As he wrote in The Calvin and Hobbes Tenth Anniversary Book, “I believe licencing usually cheapens the original creation. When cartoon characters appear on countless products, the public inevitably grows bored and irritated with them, and the appeal and value of the original work are diminished.”
“I’d like to think the original intention of Calvin being drawn in this way was maybe a swipe at Bill Watterson’s hard stance on not licensing the characters for merchandise,” says Brendan the bootlegger. “It definitely makes it a lot funnier to me, seeing as the sole use of his character on merch ended up being something so vulgar that he has no control over — it’s sort of the ‘Streisand effect’ of the bootleg world.”
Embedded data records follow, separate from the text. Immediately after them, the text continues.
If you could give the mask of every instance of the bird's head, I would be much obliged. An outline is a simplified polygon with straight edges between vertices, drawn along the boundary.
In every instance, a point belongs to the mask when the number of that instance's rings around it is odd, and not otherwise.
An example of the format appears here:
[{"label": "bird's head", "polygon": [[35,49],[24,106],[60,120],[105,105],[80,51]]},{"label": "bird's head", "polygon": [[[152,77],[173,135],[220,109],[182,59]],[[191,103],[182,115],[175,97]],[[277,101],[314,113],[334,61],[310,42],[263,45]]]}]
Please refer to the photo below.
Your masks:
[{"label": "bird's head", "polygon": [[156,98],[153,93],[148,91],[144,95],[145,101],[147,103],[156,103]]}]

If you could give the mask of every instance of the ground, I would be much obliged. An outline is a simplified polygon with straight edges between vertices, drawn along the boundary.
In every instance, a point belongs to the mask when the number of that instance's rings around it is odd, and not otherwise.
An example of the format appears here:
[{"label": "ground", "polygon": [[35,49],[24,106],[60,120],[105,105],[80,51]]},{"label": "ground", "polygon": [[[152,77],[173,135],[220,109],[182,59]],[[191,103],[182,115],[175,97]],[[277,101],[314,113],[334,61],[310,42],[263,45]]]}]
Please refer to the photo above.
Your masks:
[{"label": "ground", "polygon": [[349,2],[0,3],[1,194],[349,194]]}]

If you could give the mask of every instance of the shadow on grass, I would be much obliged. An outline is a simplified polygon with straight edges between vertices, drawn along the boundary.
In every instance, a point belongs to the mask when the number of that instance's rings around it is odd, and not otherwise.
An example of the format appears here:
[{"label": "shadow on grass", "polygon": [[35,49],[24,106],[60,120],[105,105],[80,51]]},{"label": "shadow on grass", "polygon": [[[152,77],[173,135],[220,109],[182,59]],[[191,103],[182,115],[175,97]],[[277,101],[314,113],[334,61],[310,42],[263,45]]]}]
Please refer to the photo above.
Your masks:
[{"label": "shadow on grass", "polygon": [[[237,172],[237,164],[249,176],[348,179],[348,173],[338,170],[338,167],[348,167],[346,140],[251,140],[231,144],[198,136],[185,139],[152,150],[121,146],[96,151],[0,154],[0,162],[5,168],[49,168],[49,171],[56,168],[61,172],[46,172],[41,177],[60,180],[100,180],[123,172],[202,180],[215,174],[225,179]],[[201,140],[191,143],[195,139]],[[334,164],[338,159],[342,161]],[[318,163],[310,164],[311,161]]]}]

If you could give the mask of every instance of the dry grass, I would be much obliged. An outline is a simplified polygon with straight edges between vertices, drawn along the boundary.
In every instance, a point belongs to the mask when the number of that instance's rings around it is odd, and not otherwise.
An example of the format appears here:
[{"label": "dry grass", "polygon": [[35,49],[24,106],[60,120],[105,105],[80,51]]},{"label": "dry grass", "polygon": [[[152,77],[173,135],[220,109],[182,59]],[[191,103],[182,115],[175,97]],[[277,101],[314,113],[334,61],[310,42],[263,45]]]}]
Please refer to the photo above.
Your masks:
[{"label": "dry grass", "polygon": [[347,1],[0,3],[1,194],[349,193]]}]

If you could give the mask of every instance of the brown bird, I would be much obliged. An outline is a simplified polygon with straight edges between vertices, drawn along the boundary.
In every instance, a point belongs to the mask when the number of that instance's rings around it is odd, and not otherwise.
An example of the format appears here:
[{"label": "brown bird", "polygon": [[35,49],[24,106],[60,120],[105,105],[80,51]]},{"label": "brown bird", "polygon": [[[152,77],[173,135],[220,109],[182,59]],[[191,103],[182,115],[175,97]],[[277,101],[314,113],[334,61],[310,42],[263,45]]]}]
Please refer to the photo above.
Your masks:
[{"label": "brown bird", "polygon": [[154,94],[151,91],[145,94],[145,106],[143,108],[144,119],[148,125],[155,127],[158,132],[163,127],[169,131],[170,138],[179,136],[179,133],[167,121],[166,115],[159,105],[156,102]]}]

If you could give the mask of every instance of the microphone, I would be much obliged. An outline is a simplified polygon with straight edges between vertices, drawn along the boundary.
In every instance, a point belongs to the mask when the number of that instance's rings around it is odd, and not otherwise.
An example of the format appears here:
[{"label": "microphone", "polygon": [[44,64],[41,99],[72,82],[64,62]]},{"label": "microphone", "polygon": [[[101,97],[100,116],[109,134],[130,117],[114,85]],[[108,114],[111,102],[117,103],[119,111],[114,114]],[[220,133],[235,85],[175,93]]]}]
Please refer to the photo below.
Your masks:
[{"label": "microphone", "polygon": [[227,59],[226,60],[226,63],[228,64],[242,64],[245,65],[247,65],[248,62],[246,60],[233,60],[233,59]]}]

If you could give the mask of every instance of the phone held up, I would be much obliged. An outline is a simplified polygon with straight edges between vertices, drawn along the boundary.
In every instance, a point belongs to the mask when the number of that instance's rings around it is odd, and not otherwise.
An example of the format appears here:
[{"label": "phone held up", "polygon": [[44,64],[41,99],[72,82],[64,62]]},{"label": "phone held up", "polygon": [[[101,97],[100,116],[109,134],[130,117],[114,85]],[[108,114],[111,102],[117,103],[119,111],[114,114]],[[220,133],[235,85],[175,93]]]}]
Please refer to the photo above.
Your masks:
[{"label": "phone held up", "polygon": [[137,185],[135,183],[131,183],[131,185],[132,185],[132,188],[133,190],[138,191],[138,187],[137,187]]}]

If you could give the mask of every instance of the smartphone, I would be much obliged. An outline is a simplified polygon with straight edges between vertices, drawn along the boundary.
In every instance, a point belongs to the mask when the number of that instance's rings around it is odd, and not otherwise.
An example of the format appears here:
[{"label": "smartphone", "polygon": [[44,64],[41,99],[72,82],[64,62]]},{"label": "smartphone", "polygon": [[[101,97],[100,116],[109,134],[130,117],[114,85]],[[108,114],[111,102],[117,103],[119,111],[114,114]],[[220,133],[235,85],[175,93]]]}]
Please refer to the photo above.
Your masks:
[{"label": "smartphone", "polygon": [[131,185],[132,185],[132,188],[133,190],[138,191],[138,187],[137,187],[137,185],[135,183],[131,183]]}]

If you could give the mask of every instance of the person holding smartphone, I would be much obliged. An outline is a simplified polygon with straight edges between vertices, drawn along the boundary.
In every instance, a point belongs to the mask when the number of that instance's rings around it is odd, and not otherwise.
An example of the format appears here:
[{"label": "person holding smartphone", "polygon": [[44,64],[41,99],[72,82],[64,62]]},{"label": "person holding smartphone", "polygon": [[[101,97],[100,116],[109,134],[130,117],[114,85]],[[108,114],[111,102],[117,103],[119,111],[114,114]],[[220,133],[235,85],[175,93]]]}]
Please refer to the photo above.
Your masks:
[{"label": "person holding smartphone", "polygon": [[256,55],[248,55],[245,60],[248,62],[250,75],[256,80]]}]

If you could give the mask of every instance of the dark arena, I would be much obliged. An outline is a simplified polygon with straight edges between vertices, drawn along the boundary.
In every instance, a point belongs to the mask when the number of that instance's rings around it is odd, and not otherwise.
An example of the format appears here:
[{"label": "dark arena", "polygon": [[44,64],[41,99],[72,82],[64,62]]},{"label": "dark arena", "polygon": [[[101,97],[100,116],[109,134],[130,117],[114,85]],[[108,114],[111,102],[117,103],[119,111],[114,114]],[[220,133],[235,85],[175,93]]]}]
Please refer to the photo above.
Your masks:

Universal Press continues to try to shut down operations making the stickers, but it’s a losing battle. As the strip’s late editor Lee Salem told Cleveland Scene in 2003, companies making bootleg stickers aren’t large operations — the legal cost of finding and pursuing all these tiny outfits would be incredibly prohibitive, and far exceed anything they’d make in damages. Since then, of course, the internet has made the idea of controlling such things laughable. “Mall stores openly sold T-shirts with drawings illegally lifted from my books, and obscene or drug-related shirts were rife on college campuses,” wrote Watterson. “Only thieves and vandals have made money from Calvin and Hobbes merchandise.”
The thing that seems slightly egregious and distasteful about it all is that Calvin and Hobbes, as a work of art, is basically perfect. It’s beautiful, hilarious, profound and occasionally heartbreaking. There’s a purity of vision to it — an unfakeable sincerity about the innocence of childhood and the magic of imagination — that makes all the peeing stuff just feel a bit grubby. Sure, the bootleg Simpsons shirts with “Crack Kills” on them showing Bart lodged between the buttocks of a large woman, or the “Bart Marley” ones where he’s smoking a huge joint, are much more adult than the show. But The Simpsons always had an element to it of nothing being sacred. Watterson’s creation is genuinely heartfelt — messing about with it feels that bit more sacreligious.
Making matters worse, the popularity of a cultural meme like the peeing Calvin sticker is self-perpetuating — once it became a staple, more and more riffs and spins on it became inevitable. There are redrawn versions that resemble the original less and less, gender-flipped versions (squatting to pee on the word ‘MEN’) and a surprising amount of religious ones, with the mischievous little scamp imploring people to pray. But peeing remains Knockoff Calvin’s main activity. There he is, on the backs of millions of cars, pissing away.
At least Watterson has gotten to a point where he has a sense of humor about it. In 2013, Mental Floss journalist Jake Rossen asked him, “Owing to spite or just a foul mood, have you ever peeled one of those stupid Calvin stickers off of a pickup truck?” To which Watterson replied, “I figure that, long after the strip is forgotten, those decals are my ticket to immortality.”